My first “proper” day back at work, working with my new crewmate on a proper truck.
I shouldn't have mentioned that all I'm going to be seeing is little old ladies with medical problems…
The first job was a 66 year old male who had been fixing tiles on his shed roof and had fallen off the ladder, probably around 10ft. He was shut behind his front door and all I could hear through his letterbox was “I've broken my leg”. The police are much better than me at getting into locked premises (last time I tried I fell on my arse in front of a crowd of 20 people) so we waited for them to arrive and use their specialised equipment (screwdriver/size 12 boot) to force open the door. Gaining access to our customer it was pretty obvious that he had fractured his femur (thighbone) as it had a new bendy section just above the knee. The pulse was good in his foot and didn't complain of pain anywhere else in his body. This brave man had crawled, with this fracture, from his garden; through his kitchen to the living room where he kept his phone. All throughout he didn't complain once. We splinted his leg and “collared and boarded” him from the house (a fall of 10ft can easily break your neck, and the pain from his leg could easily distract him from a neck injury). We could have set traction on his leg, but we were only five minutes from the hospital; so we “blued” him into Newham where he was “attacked” by the local trauma team.
The next job we got was a dinner lady at a local primary school who had dropped a knife on her foot. There was a tiny cut to the foot, and after cleaning, dressing and checking her tetanus status left her at work. What depressed us was that there were no scraps of food left we could have.
Driving back from the last job we saw three men chasing another who ducked into the local mosque – we ignored this until we got a call to the area the men had run from – apparently a man had been assaulted with a Car-lock”. HEMS (our helicopter service) had been activated and were going to make their way to the scene. When we did a quick U-turn and rolled up to scene it soon became obvious that HEMS was not needed so we cancelled them down. The man had been clamping an illegally parked car when the owner and his wife returned. The owner then pulled a large aerosol can from his boot and hit our patient around the back of the neck, causing a short period of unconsciousness. His wife had also put up a fight, but the owner of the car had run (into the aforementioned mosque) leaving his wife behind. (What a gent!). At one point we thought it was going to turn into a riot as 30 youths from the mosque were adamant that the four workmen doing the chasing weren't going to set foot in the mosque.
Again, we had to collar and board him, and lift him onto our stretcher – which wasn't fun as the man weighed at least 20 stone. Subsequent treatment at hospital showed no serious injuries.
Final job (after having to get our nice, new, shiny ambulance fixed – a problem with the side-door) was a 60 year old female collapsed at a bus station with slurred speech and “not drunk”. Remember that, “not drunk”, it's important. What could it be? Could it be a stroke? Could it be hypoglycemia? Could it be cardiac related?
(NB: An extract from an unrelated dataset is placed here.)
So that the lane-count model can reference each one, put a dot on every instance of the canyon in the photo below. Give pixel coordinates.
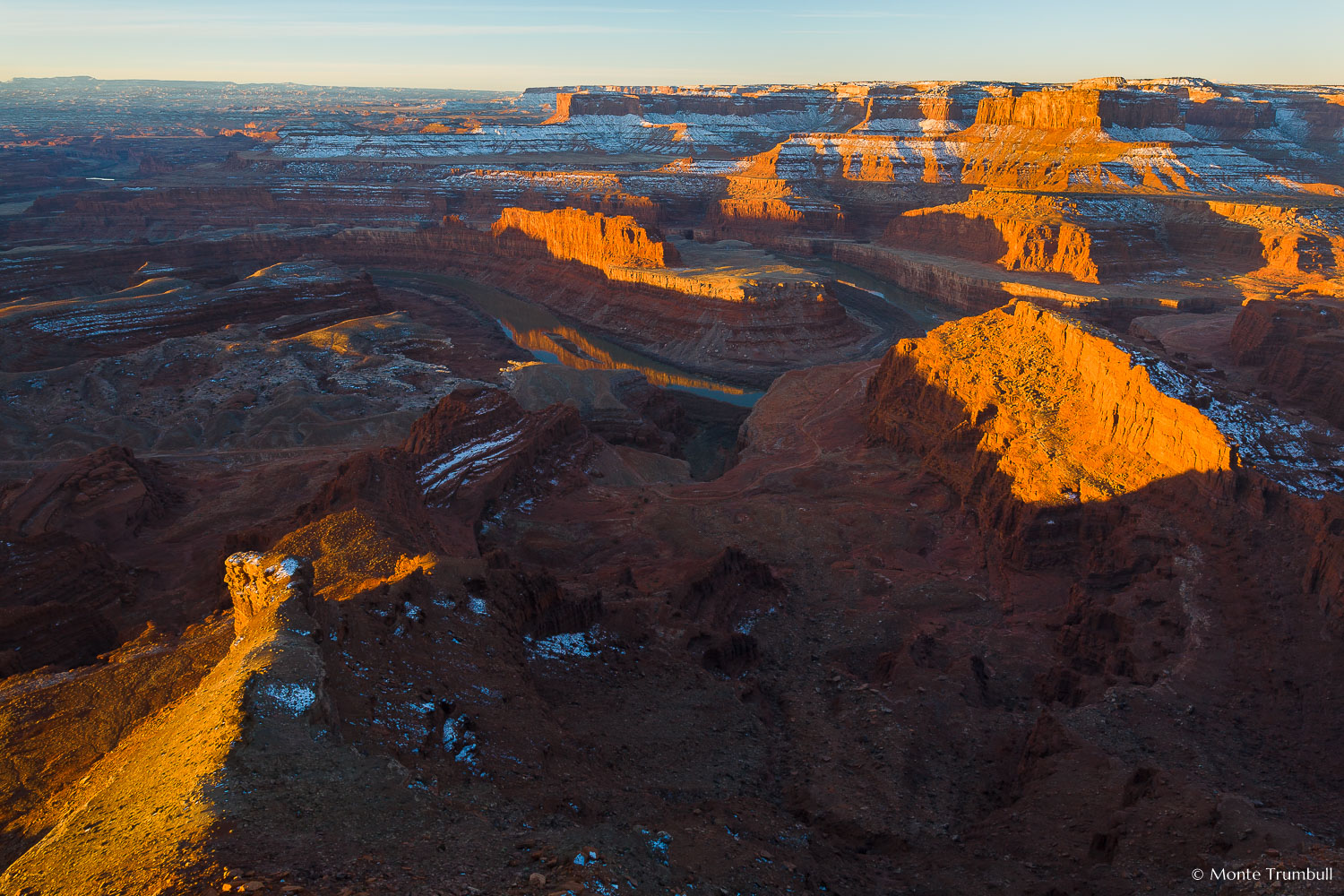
(844, 487)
So we turned up to find “Mary” having fallen over, smelling strongly of alcohol and with a 5/6ths empty bottle of whiskey in her purse.
“Not drunk” – why did the callmaker say that? It's bloody obvious she is pissed as a fart. I'd guess it was the bus station staff who wanted her gone and was afraid we wouldn't turn up if we knew she was drunk. Still it was an easy last job of the shift, even if she did keep grabbing at my balls and kissing my (thankfully) gloved hand.
This counts as a good day.
Now I'm off for some endorphin-releasing Baileys ice-cream.